Evans is averaging 16 minutes and less than a field goal attempt per game. His free throw shooting has markedly sagged, his rebounding rate isn’t as exorbitant as it was last year, and his PER is 7.71—a career low (though still the best for a forward on a bench with Ryan Gomes at 5.60, Jones at 6.63, and Brian Cook at a jaw-dropping -0.16). Martin, on the other hand, demonstrated last year that he still has the skills to contribute nightly, on offense and defense, showing that with increased patience comes efficiency. Though only scoring 8.6 points per game last year, Martin shot above .500 from the field for the first time in Denver while also seeing his assist rate (or the percentage of a player’s possessions that end in an assist) increase from 12.2% to 19.4%—a career high.
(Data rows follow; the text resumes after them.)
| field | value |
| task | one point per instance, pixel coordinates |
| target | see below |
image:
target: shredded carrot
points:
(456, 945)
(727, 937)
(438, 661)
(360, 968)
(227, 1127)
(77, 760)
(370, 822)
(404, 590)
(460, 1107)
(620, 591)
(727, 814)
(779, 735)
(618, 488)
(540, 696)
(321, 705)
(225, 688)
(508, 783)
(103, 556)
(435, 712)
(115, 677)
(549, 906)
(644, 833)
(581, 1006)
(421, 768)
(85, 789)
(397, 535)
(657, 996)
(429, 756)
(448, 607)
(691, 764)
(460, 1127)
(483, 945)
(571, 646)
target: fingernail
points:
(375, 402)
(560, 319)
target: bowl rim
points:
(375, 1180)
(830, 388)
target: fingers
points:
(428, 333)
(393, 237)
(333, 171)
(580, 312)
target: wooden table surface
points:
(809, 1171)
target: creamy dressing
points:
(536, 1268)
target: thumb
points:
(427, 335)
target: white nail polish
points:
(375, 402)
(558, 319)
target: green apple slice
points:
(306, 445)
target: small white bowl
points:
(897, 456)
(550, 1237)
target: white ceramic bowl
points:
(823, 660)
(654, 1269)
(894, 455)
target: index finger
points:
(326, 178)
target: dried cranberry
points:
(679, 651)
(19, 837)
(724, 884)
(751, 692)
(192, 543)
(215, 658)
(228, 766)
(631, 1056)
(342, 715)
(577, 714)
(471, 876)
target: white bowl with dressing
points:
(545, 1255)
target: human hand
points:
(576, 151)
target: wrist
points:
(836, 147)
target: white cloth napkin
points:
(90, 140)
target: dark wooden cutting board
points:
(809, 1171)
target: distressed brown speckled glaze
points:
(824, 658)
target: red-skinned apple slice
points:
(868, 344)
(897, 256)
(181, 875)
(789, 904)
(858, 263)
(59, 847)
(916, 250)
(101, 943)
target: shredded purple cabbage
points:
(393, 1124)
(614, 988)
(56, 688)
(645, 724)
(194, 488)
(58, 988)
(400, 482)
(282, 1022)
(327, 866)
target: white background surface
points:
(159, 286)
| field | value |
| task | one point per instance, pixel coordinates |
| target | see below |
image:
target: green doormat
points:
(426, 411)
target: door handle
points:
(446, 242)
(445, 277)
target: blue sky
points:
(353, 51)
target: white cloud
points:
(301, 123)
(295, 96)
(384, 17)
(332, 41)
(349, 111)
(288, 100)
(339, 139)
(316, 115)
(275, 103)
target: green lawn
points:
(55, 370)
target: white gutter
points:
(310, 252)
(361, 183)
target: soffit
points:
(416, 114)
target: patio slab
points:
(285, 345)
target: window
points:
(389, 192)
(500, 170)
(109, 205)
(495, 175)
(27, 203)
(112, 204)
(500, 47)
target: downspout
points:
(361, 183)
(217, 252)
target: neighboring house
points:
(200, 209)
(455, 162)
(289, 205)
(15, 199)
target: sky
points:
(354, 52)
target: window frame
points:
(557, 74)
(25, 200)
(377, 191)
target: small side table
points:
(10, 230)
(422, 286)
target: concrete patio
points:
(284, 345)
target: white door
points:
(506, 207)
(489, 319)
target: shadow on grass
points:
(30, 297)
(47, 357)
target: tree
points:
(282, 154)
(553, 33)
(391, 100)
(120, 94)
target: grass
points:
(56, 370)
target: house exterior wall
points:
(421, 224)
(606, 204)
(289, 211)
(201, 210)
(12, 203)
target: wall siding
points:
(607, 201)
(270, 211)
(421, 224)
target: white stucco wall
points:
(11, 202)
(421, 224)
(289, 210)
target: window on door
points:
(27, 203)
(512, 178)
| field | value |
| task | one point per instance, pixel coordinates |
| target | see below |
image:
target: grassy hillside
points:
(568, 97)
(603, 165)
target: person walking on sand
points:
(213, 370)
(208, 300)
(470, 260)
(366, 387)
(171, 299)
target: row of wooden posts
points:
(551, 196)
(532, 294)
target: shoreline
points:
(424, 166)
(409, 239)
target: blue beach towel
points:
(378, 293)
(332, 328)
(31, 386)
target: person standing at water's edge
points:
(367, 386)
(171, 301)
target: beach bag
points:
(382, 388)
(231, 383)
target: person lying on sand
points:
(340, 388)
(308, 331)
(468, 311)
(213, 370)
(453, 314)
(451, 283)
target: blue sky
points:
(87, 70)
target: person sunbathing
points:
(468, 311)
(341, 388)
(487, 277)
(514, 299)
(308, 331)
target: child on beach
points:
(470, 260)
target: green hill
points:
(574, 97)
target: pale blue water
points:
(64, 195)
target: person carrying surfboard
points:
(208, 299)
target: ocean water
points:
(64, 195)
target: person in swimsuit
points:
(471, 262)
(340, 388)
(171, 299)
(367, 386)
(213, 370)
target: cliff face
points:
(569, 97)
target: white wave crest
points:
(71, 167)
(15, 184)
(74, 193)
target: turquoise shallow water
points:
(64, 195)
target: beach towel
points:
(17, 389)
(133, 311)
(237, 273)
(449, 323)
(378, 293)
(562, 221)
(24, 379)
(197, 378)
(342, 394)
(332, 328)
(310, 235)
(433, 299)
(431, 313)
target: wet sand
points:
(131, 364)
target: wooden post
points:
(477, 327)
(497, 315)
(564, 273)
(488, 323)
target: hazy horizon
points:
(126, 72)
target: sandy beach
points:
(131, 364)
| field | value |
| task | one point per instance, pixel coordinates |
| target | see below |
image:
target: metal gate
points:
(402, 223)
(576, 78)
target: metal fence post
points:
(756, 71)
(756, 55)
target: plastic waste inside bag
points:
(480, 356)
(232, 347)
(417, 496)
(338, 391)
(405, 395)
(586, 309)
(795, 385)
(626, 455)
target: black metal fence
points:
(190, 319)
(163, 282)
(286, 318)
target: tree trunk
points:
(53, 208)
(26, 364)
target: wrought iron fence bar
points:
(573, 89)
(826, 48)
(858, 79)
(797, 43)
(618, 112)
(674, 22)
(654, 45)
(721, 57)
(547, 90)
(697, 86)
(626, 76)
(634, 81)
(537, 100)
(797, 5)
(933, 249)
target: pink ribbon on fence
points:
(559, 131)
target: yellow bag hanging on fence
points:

Martin’s maturity was reflected last season by a PER of 14.2, only slightly lower than DeAndre Jordan’s efficiency so far this year (17.03).
It pains me that this analysis turned into a referundum on Reggie Evans. I love Reggie Evans almost as much as he loves candy but if KMart decides to come to the Clippers, he would have a sizeable role on a team that could win the title. His basketball chops plus a “buy-in” attitude would take this team to a new level, as long as the bright new spotlight on the once-shunned side of the Staples Center doesn’t bring out the KMart whose destructive antics we were happy to watch on someone else’s team. The smooth incorporation of Martin may be the unproven Vinny Del Negro’s greatest challenge yet, particularly in light of Martin’s treatment of the formidable George Karl.
The risk seems worth the reward.
Ed note: Latest update on the Kenyon Martin situation via Adrian Wojnarowski of Yahoo! Sports:
In a surprising turn of events, the governing body of international basketball – FIBA – has granted free agent Kenyon Martin his letter of clearance to immediately return to the NBA, league sources told Yahoo! Sports. Martin has visited with several teams interested in signing him, including Atlanta on Thursday, and will huddle with agent Andy Miller in New York over the weekend to reach a decision. …. For now, the plan is for Martin to travel to the team’s city on Monday to take a physical, sign a contract and work out for perhaps a week before he’s activated.